I think the problem Ntropy is solving is not really new. A lot of the initial techniques to do this was kind of based on this merchant lookup tables and these rules-based approaches and also humans.
The approach we're taking to solve this problem has only been possible after the advent of transformer models in 2017/18. A lot of the current players in this market are still using a rules-based approach and merchant lookup tabes. The performance of these approaches, we believe, is capped at a certain point. You're just not going to be able to get the important edge cases with just rules. Language models are really key here.
The value of a bank transaction varies so sometimes you can spend more effort to understand this data more accurately, but in any case, cost matters.
Machine learning models are not cheap so what we're doing here is giving you both at Ntropy, keeping the costs similar to rules-based systems but with the performance of large language models.
What sort of data sources have you been using? And I'm curious if there are some that are better than others. Tell me your perspective there.
To properly understand financial data, you need to know information about the real world. You need to understand what a merchant is, what a location is. You also need to know what dates are and names.
There are many merchant databases out there than can help but none of them are perfect and should not be the sole solution.
We combine a variety of approaches including merchant databases and SERP into our stack. Ultimately we are trying to get information from as many sources of possible to piece together the truth. Currently our merchant database covers 100 million+ unique merchants.
The other part is the financial data itself, like transaction data and invoices and bank statements. This data tells you a lot about the entities involved so internally we are building up a payments graph
What sort of system costs are we talking about here? Is it primarily compute? Is it infrastructure? Is it a mixture of both? Give me a little bit more context there.
The two largest factors there are the cost of cache, memory caching, and the other is the cost if compute, GPU costs. These two costs are also tied together.
For a given transaction or invoice, you spend some compute to process it, but how long do you store it for? If it is an edge case transaction you are unlkely to see again soon, you might decide not to store it because the cost of storing it compared to recomputing it later is more expensive.
How do you optimize for reliability and how do you measure that? What sort of levers are you pulling to ensure that your model is reliable?

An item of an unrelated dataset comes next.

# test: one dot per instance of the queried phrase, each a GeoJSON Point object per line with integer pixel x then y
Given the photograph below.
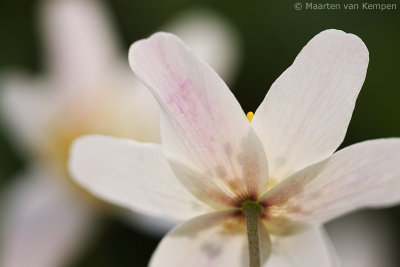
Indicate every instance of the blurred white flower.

It's many factors and we have a dedicated team of people responsible for this. Every time you send like the same input to our pipeline, you would want to expect the same output.

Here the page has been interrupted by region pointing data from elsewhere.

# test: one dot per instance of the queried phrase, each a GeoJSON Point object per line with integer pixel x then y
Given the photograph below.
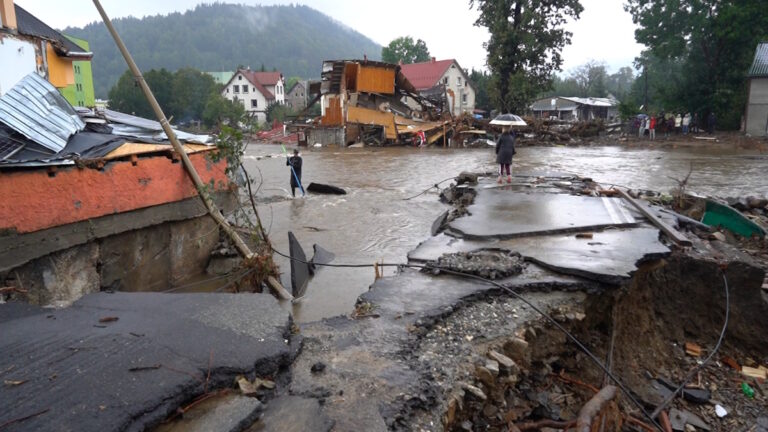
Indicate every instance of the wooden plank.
{"type": "Point", "coordinates": [672, 233]}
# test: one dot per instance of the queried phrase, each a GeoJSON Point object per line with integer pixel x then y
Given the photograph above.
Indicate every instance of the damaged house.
{"type": "Point", "coordinates": [444, 79]}
{"type": "Point", "coordinates": [363, 101]}
{"type": "Point", "coordinates": [29, 45]}
{"type": "Point", "coordinates": [575, 108]}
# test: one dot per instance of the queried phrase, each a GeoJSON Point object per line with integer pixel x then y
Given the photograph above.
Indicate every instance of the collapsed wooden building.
{"type": "Point", "coordinates": [364, 101]}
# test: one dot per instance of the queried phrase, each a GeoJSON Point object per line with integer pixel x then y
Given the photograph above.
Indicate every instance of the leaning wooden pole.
{"type": "Point", "coordinates": [240, 245]}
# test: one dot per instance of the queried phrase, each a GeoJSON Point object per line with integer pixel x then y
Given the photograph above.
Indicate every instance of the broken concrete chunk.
{"type": "Point", "coordinates": [485, 376]}
{"type": "Point", "coordinates": [753, 372]}
{"type": "Point", "coordinates": [474, 391]}
{"type": "Point", "coordinates": [517, 349]}
{"type": "Point", "coordinates": [504, 361]}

A big part of our stack is not only language models, but also merchant databases and search engines and also these caches where each each entry in the cache has a shelf life and will be deleted after some point. But we still need to make sure that when a customer sends something and they send something again. So this is one part which we have live testing for and we have some fixed sets of transactions we run to verify the output is the same and we flag and investigate if its different.